Selasa, 24 Juni 2025

Suluk dari Dapur Menuju Bintang: Nyanyian Dua Jiwa untuk Cahaya

Suluk dari Dapur Menuju Bintang: Nyanyian Dua Jiwa untuk Cahaya (I — Tubuh yang Mendoakan Tanpa Disuruh) Raudah berkata: Aku mencuci piring setiap hari dengan tangan ibu, yang tak sempat menulis puisi tapi menyimpan nama Tuhan di lipatan sarungnya. Ia menanak zikir dalam air mendidih, dan menyapu lantai yang diam-diam ia anggap sajadah. Sementara itu, dari ruang yang tenang, Kadirun Yahya menggetarkan jagat: "Zikir bukan hanya ucapan, tapi resonansi semesta yang kembali pada cahaya." Mereka tidak berjumpa, tapi sunyi mereka saling mengenali. (II — Dapur sebagai Mihrab Energi) Raudah membuka jendela dan angin masuk: tak ada lafaz Arab, tak ada kitab terbuka, hanya aroma sayur dan doa yang terselip di lipatan napas.

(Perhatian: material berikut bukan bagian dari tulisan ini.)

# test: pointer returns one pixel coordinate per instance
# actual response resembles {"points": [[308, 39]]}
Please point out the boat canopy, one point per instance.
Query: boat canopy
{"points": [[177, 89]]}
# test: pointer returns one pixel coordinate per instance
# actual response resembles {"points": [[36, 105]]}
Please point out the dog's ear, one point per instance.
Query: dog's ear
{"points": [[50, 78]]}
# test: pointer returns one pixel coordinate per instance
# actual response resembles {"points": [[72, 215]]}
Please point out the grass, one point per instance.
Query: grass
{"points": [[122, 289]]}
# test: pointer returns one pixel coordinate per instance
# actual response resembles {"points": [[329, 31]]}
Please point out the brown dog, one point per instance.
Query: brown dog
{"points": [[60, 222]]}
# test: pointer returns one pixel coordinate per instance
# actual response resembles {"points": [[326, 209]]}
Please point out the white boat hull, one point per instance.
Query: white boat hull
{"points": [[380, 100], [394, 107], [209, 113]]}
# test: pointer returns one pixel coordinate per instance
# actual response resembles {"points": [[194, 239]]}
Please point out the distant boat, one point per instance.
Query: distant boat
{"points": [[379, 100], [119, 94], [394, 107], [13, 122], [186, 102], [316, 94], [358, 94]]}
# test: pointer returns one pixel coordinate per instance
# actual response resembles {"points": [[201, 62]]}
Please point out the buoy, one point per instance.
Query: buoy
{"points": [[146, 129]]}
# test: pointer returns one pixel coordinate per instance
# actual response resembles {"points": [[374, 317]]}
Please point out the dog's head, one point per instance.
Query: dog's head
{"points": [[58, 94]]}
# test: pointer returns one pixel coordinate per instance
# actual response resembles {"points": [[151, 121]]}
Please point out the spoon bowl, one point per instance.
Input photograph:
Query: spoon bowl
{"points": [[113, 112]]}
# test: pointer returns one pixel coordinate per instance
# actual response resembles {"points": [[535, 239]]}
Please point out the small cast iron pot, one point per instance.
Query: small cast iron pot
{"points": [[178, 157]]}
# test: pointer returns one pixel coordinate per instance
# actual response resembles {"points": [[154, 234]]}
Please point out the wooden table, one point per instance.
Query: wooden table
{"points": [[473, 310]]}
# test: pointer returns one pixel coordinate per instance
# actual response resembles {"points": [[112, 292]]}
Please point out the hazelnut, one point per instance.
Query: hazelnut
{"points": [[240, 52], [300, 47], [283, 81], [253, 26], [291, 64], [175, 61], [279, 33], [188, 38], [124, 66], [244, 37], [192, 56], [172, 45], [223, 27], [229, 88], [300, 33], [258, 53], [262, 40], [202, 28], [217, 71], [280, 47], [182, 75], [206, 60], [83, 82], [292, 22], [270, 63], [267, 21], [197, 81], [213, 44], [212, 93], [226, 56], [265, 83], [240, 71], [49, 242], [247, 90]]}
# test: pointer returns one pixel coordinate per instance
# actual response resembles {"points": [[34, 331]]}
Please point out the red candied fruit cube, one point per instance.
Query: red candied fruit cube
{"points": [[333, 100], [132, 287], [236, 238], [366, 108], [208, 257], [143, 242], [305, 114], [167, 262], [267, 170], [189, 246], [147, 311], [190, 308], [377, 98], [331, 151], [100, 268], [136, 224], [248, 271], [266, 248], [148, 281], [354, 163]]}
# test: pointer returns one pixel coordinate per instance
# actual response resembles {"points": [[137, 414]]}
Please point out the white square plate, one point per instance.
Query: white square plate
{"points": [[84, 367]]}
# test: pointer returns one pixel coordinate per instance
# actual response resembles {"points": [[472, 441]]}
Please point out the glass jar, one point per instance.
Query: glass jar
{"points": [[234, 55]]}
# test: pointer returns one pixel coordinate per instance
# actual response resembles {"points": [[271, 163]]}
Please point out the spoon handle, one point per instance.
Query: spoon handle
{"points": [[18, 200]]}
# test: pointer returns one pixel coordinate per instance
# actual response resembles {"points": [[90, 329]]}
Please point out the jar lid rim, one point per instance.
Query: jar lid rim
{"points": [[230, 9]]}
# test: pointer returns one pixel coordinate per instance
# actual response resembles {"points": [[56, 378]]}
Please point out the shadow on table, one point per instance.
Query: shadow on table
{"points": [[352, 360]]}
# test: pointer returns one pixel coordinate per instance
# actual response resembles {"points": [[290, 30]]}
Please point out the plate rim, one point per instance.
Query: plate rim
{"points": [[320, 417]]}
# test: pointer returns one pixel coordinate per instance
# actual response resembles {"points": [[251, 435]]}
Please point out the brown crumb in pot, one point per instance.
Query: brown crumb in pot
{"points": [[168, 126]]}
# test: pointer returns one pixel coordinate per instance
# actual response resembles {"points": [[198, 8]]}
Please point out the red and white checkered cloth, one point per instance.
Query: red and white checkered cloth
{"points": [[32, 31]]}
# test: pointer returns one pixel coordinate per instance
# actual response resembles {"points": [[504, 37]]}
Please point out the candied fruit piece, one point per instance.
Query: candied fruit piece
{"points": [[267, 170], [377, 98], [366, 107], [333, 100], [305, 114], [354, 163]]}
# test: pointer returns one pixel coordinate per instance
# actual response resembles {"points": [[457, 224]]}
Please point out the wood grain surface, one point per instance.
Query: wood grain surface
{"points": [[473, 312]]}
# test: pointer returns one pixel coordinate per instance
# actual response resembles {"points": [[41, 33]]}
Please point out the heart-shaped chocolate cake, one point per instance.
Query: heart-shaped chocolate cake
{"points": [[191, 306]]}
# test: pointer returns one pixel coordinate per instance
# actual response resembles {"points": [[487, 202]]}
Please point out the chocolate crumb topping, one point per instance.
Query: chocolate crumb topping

Syekh Kadirun berseru dari dalam laboratorium ruhani: "Energi zikir adalah gelombang cinta yang tak terlihat— jika engkau tahu caranya, engkau bisa menyalakan bintang di dalam dada." Dan Raudah pun menjawab dalam bisik: Aku mungkin tak pandai teori energi, tapi aku tahu tangisan anakku menggetarkan langit lebih cepat dari hitungan cahaya. (III — Langit yang Diam-Diam Pulang ke Tanah) Raudah: "Aku mendidik anak-anak dengan tubuh yang sudah tak punya waktu menolak." "Tapi semalam, kulihat anakku sujud lebih lama dari biasanya… dan aku tahu: ada cahaya yang pulang."_ Kadirun menjawab dengan zikir batin: "Tak perlu jauh-jauh, Tuhan tak bersuara, karena Ia sudah tinggal dalam dada yang tak pernah berhenti menyebut-Nya." Dan mereka bertemu dalam denyut yang tidak dicatat jam, dalam bahasa yang hanya bisa dimengerti oleh tubuh yang telah lama berserah. (IV — Surah Rahim dan Resonansi)* Raudah mencatat: "Perempuan di kampungku melahirkan anak-anak negeri tanpa tahu mereka akan dikenang atau dilupakan." "Tapi kami tetap melahirkan." Syekh menjawab dengan hikmah: "Rahim adalah ruang awal energi semesta. Zikir bukan hanya ibadah, ia adalah penciptaan kembali." Maka mereka menuliskan puisi yang tak pakai tinta, hanya jejak di antara air susu dan cahaya subuh. (V — Pulang yang Tidak Lagi Jauh) Puisi ini ditutup bukan dengan kata, tapi dengan napas panjang: napas perempuan yang tetap berdiri di dapur, dan napas guru yang menembus ruang dalam zikir diam. Dan kita tahu, perjalanan dari tubuh ke Tuhan tak perlu jarak— hanya kesediaan untuk diam.